Statistics tell a tale. American Journal of Public Health (Jan. 2012) reports that “approximately 25 percent of heterosexual women” experience a disability, and the figure for both lesbians and bisexual women is 36 percent. It also reports that 22 percent of heterosexual men have a disability, versus 26 percent of gay men. Although the disparity is small between straight and gay men, it is unexpectedly large between these two groups and bisexual males, forty percent of whom have a disability.

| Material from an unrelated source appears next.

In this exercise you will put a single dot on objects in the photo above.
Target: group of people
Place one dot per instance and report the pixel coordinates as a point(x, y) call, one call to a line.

What’s more, behaviors and difficulties associated with disability are higher among LGBT people. Notes the study: “The age-adjusted likelihoods of current smoking, frequent mental distress, and arthritis for both lesbians and women who are bisexual are notably higher than for heterosexual women.” Among males (adjusting for age), gay and bisexual men are more likely than straight men to be current smokers. They are also more apt to suffer from mental distress and poor physical health. Of course, one of the largest issues for gay and bisexual men is HIV-related disabilities. According to the Centers for Disease Control (CDC), more than 600,000 gay and bisexual American men have HIV. Although many of these men are asymptomatic, there are some who are disabled because of HIV-related ailments.